What is loose leash walking and why is it important?
For your dog, the outside world is full of things that stimulate them, like other dogs, noises, people, and scents. These factors excite them and are the reasons why they pull on their leashes, resulting in them dragging their owners.
Loose leash walking is when your dog is calmly walking by your side and not pulling on its leash.
It is not the same as the heel, where your dog sticks to your side as you walk. Loose leash walking is keeping the leash slack and gives your dog enough freedom to explore its surroundings without pulling.
Remember to teach your dog to loose leash walk in a positive manner. This means while training, you shouldn’t jerk, yank, or choke your dog.
There are two reasons why loose leash walking is important: comfort and safety.
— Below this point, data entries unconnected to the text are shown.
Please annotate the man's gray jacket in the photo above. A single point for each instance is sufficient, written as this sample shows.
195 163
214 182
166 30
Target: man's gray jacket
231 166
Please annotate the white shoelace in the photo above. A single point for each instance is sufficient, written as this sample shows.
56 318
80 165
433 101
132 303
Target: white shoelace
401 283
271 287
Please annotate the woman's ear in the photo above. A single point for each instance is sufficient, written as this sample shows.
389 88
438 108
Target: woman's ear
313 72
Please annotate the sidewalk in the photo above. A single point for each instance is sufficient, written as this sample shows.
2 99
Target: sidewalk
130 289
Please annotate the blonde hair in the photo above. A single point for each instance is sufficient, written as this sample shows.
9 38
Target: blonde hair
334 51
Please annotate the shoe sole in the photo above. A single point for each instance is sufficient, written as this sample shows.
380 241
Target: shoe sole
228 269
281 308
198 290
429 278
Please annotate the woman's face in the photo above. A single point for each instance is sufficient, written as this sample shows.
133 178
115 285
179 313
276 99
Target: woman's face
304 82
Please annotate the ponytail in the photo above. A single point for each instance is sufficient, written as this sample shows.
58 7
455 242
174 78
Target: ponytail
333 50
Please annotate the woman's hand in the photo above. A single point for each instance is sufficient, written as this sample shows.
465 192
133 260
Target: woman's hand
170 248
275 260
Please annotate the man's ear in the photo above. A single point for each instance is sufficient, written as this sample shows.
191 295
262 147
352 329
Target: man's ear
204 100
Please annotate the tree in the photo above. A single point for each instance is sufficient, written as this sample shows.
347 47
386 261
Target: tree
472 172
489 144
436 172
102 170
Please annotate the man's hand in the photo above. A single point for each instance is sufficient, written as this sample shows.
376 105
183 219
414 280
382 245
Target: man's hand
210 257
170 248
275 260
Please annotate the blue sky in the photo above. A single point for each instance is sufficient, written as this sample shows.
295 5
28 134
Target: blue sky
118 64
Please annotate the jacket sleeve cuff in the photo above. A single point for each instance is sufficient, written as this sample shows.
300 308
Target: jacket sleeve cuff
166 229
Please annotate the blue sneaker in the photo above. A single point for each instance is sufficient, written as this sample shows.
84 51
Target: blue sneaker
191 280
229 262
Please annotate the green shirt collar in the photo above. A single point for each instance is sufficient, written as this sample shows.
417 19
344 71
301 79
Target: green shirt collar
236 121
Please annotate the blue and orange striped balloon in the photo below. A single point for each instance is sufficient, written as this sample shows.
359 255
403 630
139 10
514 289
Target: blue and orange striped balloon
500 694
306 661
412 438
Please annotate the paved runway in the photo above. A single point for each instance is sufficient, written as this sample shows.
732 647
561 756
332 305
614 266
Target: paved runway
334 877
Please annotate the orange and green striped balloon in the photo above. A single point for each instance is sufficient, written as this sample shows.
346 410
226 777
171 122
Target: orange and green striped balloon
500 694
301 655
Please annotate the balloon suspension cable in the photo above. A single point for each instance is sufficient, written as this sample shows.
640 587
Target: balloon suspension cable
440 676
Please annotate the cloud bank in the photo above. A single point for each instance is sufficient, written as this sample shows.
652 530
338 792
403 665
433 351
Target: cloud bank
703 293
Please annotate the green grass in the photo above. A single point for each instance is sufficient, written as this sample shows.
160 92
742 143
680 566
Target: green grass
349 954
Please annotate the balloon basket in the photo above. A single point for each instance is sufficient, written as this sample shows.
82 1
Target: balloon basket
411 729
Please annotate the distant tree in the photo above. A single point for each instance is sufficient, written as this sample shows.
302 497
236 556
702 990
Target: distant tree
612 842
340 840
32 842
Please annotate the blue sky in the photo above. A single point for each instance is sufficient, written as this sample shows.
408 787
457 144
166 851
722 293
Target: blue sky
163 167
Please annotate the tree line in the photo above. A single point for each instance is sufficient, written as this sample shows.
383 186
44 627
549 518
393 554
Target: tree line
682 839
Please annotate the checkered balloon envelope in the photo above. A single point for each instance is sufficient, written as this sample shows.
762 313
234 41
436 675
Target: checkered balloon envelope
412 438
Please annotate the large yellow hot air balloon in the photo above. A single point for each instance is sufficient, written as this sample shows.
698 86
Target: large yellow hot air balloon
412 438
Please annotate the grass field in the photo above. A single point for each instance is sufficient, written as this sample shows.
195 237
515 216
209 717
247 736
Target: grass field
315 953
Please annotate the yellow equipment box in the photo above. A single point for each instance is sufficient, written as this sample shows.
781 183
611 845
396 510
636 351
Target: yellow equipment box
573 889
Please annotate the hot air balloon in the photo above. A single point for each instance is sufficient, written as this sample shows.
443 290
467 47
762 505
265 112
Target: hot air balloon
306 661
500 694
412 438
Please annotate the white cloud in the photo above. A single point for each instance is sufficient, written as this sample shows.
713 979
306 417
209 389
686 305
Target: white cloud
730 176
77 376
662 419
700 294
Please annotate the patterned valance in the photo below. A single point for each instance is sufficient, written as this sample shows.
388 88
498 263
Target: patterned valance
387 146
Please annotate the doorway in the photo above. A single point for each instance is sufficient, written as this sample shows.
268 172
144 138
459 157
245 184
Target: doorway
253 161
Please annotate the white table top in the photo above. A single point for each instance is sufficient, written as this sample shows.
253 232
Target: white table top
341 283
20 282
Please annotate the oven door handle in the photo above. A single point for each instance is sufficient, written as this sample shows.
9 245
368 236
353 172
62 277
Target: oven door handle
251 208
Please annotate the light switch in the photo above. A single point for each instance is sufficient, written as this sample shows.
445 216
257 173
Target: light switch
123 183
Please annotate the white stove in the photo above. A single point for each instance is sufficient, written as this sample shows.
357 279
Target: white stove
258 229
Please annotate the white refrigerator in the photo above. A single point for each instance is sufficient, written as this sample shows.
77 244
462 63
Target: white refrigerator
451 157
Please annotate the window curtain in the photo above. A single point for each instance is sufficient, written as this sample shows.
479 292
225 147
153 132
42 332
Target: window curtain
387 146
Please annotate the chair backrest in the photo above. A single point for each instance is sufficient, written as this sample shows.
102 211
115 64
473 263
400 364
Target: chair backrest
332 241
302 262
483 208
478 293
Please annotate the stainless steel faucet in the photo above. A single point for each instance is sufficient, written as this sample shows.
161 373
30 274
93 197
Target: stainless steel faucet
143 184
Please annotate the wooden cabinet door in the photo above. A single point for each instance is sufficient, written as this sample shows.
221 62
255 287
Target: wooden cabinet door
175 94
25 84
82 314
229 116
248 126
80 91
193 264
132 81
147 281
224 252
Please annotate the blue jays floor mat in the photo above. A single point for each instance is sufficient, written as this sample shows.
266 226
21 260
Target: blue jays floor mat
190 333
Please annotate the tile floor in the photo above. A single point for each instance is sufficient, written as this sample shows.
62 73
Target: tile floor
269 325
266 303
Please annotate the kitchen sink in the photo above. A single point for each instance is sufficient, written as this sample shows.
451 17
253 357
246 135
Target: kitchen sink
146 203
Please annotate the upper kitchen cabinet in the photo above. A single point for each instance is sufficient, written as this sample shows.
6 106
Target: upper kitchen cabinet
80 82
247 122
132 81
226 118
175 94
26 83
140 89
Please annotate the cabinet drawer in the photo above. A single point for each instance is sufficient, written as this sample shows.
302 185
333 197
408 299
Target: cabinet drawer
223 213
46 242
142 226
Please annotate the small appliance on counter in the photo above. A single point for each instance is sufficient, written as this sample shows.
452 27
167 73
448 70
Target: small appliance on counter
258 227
Walking an overly excited dog who’s not taught to loose leash walk is a pain, mentally and physically. When it intensely pulls, your body will take the brunt of the impact. And when you strongly jerk the leash back to get your dog to listen, this also destroys its walking experience.
But when your dog knows to calmly walk with a slacked leash, then walkies is an enjoyable activity both for the owner and the dog.
The second importance is safety. Loose leash is also keeping your dog under control. This means it is less likely to run out in dangerous areas, like in front of a car, or inflict injury to itself or someone else.
How to teach your Shiba to loose leash walk
There are two ways you can teach your dog to loose leash walk.
Stop and be still
This technique is walking and then stopping and completely stilling when your dog’s leash tightens.
When the leash slackens (because your dog turned around to see what you’re doing or took steps back to you), praise, give him a treat, and resume the walk.
When they start to pull, repeat the steps above.
Teach with treats
Teaching with treats has to be your dog’s favorite and it works every time!
What you want to do is start with your dog standing on your left side. And with treats enclosed in your left hand, place it right in front of your dog’s nose. In this position, your dog will be able to smell the treats inside your palm.
Walk and every few seconds, offer a treat to your dog as a reward for walking along at your pace.
Continue daily and at least for a week. If you feel like your dog is getting a hang of it, stop luring with treats and just carry your empty hand in a natural position. Every now and then, you can reward it with a treat for keeping the pace.
Eventually, you can increase the walking distance and the time you offer your treats.